Hay una chica que me sigue los pasos a cambio de un beso y una promesa. Yo también ando a su lado y en las plazas de Toledo la agarro de sus trenzas de oro y juego con ella. Luego subimos al hostal y seguimos jugando y después tomamos un café mientras ella cuenta cosas muy serias y yo tengo que poner cara de atención y como si me diera pena.
Luego cruzamos las plazas grandes de Cádiz, cruzamos las largas calles de Oporto, cruzamos avenidas históricas de Lisboa y nos tumbamos en playas del oriente de las paellas.
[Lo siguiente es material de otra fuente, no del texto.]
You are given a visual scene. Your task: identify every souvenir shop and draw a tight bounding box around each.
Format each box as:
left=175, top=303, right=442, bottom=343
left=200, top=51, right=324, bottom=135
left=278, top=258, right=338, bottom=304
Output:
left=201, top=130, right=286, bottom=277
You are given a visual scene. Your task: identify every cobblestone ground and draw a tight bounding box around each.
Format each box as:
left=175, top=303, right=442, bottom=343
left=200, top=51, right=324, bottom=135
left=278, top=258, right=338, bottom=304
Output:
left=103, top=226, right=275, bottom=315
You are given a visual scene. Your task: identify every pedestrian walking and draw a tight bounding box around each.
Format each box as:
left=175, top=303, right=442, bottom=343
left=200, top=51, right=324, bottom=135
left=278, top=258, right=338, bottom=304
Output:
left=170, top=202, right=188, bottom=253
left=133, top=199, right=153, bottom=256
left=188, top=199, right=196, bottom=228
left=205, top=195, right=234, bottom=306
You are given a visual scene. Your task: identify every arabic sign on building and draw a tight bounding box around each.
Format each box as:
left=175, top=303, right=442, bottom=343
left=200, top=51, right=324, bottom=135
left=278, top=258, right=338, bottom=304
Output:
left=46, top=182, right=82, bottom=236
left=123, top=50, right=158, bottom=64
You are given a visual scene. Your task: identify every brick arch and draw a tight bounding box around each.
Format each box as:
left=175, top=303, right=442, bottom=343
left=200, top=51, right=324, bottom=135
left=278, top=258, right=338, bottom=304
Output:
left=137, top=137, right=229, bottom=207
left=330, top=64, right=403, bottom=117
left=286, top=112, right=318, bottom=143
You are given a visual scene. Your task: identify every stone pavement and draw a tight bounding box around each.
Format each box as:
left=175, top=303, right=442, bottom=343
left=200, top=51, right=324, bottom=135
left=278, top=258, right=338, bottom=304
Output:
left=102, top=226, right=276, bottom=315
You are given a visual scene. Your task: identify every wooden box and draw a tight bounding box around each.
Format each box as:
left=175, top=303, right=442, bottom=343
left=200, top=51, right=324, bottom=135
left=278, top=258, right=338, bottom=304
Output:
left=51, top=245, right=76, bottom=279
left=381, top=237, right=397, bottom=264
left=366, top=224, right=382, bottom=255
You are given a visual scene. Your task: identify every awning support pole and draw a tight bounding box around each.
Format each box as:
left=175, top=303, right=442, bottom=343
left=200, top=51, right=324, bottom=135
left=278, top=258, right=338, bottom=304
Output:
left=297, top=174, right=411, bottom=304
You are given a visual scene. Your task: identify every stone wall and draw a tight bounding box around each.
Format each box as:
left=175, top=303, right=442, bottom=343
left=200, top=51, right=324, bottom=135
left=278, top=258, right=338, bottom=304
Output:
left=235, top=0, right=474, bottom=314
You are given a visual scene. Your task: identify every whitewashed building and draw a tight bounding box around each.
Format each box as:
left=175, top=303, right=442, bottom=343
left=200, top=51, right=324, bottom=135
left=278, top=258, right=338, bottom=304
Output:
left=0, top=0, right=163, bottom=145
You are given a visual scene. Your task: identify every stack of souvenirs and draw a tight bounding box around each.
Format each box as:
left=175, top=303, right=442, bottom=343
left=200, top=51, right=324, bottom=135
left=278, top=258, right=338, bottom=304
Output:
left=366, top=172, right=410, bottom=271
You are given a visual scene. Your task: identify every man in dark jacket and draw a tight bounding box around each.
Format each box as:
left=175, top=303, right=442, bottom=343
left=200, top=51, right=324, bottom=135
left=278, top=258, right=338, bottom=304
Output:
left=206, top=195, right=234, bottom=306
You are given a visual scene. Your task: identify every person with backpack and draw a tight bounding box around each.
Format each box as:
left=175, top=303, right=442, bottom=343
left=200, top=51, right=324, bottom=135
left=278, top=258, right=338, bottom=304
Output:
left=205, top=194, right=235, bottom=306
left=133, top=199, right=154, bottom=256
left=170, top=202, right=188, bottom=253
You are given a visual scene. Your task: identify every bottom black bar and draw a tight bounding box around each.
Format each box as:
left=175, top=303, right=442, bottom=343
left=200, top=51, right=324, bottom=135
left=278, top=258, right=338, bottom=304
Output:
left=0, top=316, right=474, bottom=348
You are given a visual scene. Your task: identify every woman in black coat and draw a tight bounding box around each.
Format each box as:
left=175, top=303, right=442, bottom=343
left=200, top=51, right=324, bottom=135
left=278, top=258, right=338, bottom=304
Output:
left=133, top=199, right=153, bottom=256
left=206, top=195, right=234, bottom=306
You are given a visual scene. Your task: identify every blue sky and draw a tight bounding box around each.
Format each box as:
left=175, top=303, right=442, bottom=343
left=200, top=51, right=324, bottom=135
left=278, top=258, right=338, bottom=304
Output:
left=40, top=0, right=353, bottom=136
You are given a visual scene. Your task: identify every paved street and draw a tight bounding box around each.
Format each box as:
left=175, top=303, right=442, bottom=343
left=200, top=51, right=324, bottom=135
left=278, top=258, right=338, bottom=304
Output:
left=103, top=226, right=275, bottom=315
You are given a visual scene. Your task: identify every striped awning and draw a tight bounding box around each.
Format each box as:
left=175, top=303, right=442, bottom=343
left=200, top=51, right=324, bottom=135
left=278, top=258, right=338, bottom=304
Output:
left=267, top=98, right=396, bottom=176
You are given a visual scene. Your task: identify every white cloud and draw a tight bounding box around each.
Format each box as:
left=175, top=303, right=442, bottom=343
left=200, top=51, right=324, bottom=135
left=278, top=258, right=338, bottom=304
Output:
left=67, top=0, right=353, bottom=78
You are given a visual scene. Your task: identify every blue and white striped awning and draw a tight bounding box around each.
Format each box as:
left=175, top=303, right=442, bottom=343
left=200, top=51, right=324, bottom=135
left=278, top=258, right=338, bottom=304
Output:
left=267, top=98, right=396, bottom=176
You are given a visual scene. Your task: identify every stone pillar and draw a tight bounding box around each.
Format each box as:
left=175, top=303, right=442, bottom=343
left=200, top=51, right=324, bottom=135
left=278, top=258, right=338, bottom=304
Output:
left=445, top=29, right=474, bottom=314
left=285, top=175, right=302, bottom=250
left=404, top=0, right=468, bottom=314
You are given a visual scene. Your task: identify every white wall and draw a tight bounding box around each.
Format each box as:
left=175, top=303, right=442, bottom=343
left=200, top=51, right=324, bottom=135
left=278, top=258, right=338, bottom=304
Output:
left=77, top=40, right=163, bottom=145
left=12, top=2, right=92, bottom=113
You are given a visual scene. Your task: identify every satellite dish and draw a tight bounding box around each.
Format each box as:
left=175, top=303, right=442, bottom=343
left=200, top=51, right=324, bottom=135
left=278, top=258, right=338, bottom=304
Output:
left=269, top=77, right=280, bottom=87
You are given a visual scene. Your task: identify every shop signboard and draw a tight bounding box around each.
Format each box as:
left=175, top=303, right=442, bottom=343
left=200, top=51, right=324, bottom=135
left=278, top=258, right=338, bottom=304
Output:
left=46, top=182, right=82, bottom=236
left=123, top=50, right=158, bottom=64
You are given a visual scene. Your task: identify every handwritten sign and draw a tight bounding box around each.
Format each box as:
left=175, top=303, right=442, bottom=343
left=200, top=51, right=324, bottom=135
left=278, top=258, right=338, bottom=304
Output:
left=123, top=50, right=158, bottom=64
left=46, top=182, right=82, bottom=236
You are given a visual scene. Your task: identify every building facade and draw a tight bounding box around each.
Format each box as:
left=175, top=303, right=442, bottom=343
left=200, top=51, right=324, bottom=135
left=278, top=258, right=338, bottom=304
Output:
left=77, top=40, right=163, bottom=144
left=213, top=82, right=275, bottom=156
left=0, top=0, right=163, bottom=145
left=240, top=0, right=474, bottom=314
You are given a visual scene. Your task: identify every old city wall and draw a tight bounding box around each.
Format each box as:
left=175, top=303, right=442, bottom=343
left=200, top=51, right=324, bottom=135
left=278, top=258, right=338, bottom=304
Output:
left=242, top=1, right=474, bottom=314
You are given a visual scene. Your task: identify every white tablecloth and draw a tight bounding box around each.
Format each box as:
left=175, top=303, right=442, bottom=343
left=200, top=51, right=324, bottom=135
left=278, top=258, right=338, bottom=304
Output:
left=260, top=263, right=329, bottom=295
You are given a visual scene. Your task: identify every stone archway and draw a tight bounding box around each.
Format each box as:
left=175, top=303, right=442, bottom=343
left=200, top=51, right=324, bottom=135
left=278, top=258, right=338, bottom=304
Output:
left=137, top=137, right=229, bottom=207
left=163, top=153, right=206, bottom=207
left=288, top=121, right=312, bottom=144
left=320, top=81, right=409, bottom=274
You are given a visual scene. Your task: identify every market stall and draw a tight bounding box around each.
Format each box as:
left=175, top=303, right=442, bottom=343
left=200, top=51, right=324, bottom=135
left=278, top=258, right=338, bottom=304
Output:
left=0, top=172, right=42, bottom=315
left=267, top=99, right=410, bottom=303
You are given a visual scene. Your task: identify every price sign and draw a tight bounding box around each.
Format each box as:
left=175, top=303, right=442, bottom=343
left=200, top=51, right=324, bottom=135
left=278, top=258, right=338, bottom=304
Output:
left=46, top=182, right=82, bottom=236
El agua salada brinca sobre nuestros cuerpos mientras yo la cojo de las caderas y le digo dulcemente que si no tuviera piernas podría pasar por sirena.
Un día, a esta chica se le murió la abuela, que estaba en una residencia, oronda como una naranja, con la cabeza perdida que ya no la encontramos y la enterramos un jueves santo que llovía casi sin querer.
Y la chica volvió conmigo a pasear por la Gran Vía y a veces nos dábamos la mano.
Esta chica y yo dábamos muchas voces por las calles porque no nos entendíamos y yo la llamaba esto y ella me llamaba lo otro y luego nos volvíamos muy tristes hasta que la ausencia lloraba e íbamos con el pañuelo a limpiarla las lágrimas y una vez juntos subíamos al hostal que tenía una cama y luego otra vez nos poníamos serios con la cara pintada de amor.
Un día, en la calle Arenal, parecíamos enemigos pero hicimos las paces al llegar a Callao.
En fin, lo nuestro ha durado porque cuando nos quedábamos solos la aguja del reloj se quedaba como muerta.